The platoon erupted into action as the veterans surged forward, dragging the newer members of the platoon along in their wake.
Spencer smacked his armored fist onto Samuel’s shoulder plate and as quick as that the two of them broke away from the opening and sprinted towards a mounted ladder leading down. Spencer raised his rifle and began laying down cover fire as Samuel ignored the rungs and allowed his weight to carry him swiftly down a lengthy drop before his boots hit the metal grating below. The marine shouldered his rifle and began scanning for enemies.
All around them the settlement was quaking with movement as the Reekers reacted to the premature cor-sec attack. From his perch, which was still easily four stories above the watery floor of the gigantic hub chamber, Samuel could see the evidence of cor-sec’s ill-fated assault.
From his vantage point it looked as if the drillers had chewed right through the upper decks, just as planned, and dropped the assault chutes. Samuel had only used the chutes during Reaper basic, and honestly, he was thankful that they’d never found occasion to deploy them during his years on the payroll.
The assault chutes were rapid-inflate, hard rubber slides, much like those sometimes used as emergency escape devices in large factories. With a few modifications in the bullet resistant polymers coating the chute, the Reapers were, in theory, able to use them as a way of delivering foot soldiers into close quarters combat zones that were otherwise impassable or less than ideal for traditional repel lines.
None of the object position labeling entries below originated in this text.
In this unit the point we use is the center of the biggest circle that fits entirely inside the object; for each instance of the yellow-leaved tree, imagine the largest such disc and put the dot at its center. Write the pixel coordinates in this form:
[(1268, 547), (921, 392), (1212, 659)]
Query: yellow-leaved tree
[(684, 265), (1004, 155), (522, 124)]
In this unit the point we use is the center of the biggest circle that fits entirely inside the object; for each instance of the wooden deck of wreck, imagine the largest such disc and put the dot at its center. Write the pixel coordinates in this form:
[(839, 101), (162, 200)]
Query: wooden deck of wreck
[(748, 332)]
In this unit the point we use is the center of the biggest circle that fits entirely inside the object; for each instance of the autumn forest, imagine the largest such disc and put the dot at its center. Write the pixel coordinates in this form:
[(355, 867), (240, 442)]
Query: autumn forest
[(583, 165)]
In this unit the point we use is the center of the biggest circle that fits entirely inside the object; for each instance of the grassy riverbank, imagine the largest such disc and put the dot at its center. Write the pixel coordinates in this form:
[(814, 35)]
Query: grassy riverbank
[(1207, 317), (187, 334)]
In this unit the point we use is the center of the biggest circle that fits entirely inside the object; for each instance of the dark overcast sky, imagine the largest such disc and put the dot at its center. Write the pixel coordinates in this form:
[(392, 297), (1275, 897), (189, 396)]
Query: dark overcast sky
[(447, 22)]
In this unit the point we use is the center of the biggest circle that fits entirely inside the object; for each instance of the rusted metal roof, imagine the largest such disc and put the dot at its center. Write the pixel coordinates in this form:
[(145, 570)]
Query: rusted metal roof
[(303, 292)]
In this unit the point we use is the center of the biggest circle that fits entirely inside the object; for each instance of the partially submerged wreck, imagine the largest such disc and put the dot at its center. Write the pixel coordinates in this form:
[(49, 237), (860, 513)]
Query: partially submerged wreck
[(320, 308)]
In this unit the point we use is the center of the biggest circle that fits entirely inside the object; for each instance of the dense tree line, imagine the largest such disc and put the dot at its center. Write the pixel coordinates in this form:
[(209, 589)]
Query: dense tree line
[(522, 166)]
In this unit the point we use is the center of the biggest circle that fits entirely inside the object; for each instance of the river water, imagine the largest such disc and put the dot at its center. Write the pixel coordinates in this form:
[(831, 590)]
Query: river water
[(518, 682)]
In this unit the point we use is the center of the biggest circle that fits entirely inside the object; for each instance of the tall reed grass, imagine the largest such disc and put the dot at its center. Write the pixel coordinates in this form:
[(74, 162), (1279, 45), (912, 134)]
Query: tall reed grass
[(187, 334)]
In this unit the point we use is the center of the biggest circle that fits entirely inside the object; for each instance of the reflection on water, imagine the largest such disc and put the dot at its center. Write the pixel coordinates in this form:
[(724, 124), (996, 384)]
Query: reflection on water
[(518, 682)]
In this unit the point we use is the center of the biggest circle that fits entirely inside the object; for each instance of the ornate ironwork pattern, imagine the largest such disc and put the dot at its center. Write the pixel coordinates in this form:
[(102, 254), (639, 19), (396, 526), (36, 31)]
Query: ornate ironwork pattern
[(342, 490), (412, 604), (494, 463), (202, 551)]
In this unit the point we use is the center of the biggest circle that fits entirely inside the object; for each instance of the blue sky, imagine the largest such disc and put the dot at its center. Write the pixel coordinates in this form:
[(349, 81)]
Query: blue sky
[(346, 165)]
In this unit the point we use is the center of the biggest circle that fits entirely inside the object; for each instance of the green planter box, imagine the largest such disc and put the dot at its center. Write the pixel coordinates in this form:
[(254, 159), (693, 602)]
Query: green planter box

For better or worse, Samuel had always been in situations where there were an abundance of stairs, footholds, or pick points for repel lines, not to mention firefights in zero gravity.
The one day they trained on chutes in basic, Samuel had decided the devices had earned their nickname of ‘suicide slides’. Mag had postulated that whatever contractor had been pitching these chutes to Reaper Command must have made quite the demonstration.
The general idea was that the marines were intended to be shooting at the enemy during their descent, adding to the shock effect of the tactic. Unfortunately, the uncontrollable velocity that a fully armored Reaper achieved if he or she descended more than a few meters was sufficient to dump them into the combat zone in a crumpled heap at least thirty percent of the time. Landing on your back or crashing face first into a firefight was no way to survive said fight. Unsurprisingly, most Reaper leaders avoided the chutes when there was even a slim possibility of an alternative method.